Sally Ride wasn’t the first female astronaut, though she was the first American woman to journey into space, in 1983. But it was 20 years earlier that the Soviet Union launched Valentina Tershkova into space, on June 16, 1963 – she orbited the earth 48 times and is still the only woman to have made a solo space mission. (Her accomplishment renders pale John Glenn’s paltry three orbits the year before.)

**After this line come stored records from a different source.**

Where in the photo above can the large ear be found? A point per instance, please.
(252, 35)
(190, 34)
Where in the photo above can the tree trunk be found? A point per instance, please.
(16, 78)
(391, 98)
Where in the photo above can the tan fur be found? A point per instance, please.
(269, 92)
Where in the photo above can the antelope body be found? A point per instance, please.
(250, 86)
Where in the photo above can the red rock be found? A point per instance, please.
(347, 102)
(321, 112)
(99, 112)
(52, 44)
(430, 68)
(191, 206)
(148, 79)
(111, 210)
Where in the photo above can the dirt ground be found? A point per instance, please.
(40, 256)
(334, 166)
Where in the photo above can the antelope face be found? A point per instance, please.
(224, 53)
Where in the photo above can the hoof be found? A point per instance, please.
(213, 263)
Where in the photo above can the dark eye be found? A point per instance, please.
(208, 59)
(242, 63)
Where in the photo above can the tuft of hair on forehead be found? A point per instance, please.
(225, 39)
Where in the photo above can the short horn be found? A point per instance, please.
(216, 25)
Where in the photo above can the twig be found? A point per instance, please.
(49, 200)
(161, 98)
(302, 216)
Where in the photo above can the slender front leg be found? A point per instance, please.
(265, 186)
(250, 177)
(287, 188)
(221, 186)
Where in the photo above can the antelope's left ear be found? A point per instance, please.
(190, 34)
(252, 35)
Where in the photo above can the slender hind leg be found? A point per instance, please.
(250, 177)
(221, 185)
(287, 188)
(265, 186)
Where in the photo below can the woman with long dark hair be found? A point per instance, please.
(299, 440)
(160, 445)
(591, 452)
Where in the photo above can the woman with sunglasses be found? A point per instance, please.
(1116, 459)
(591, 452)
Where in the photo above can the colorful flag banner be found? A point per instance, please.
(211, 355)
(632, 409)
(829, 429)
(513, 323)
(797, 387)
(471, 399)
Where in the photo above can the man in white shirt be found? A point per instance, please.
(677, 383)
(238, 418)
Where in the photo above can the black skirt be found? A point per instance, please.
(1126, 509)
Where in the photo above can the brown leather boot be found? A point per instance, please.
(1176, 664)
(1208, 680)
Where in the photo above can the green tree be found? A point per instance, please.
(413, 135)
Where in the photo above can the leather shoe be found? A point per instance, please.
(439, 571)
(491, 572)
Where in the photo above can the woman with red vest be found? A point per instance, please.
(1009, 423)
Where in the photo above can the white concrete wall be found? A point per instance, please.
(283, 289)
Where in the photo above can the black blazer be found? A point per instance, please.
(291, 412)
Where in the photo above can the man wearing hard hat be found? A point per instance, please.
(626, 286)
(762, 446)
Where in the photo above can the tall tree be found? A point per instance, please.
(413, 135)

If Ride was the first American, she was far from the last – her immediate successor in space, astronaut Judith Resnik, was killed in the Challenger disaster of Jan. 28, 1986, though she had orbited before. But literally dozens of women followed in their wake over the following decades until, in December of 2006, Sunita Williams became the 45th woman to venture above the atmosphere, making the journey to the International Space Station aboard the Space Shuttle Discovery.
Williams will come to Sonoma on Monday, Aug. 19, to celebrate the anniversary of the lunar landing as well as women’s role in the space program. The presentation will take place at the Hanna Boys Center auditorium, where Williams will be introduced by Schweickart and interviewed on stage by Sonoma resident Bill Angeloni.
“The first time I remember hearing her name was when she set the new record for sit-ups at Annapolis during our first summer there,” said Angeloni. She did 120 in two minutes. I should have known then that her tenacity would take her far.”
Like Williams, Angeloni attended the U.S. Naval Academy at a time when the space program was in full flower: the missions to the moon had ended years earlier, but the Space Shuttle was making regular flights to the first orbital station, Spacelab, and in 1983 – when Williams was starting her career at Annapolis – Sally Ride took her historic flight.
“There were a few of us that were dreaming of becoming an astronaut — I wanted to do that since eighth grade at Altimira,” said Angeloni, described by the Speaker Series as a “serial entrepreneur.” He recalls that Williams wanted to fly, but teases that how she decided to become an astronaut will be discussed at the Aug. 19 event.
“I really want the students to understand her road to becoming an astronaut, that it was not a straight path, and she had to overcome several obstacles along the way,” said Angeloni.
Williams, now 53, ticks all the boxes on the astronaut’s checklist: a graduate of the U.S. Naval Academy at Annapolis in physical science and the Florida Institute of Technology in engineering, she became a naval aviator in 1989 and served overseas in Operation Desert Shield and other operations. Her interest in aviation grew and she went to the Navy’s test pilot school, testing in an array of advanced helicopters.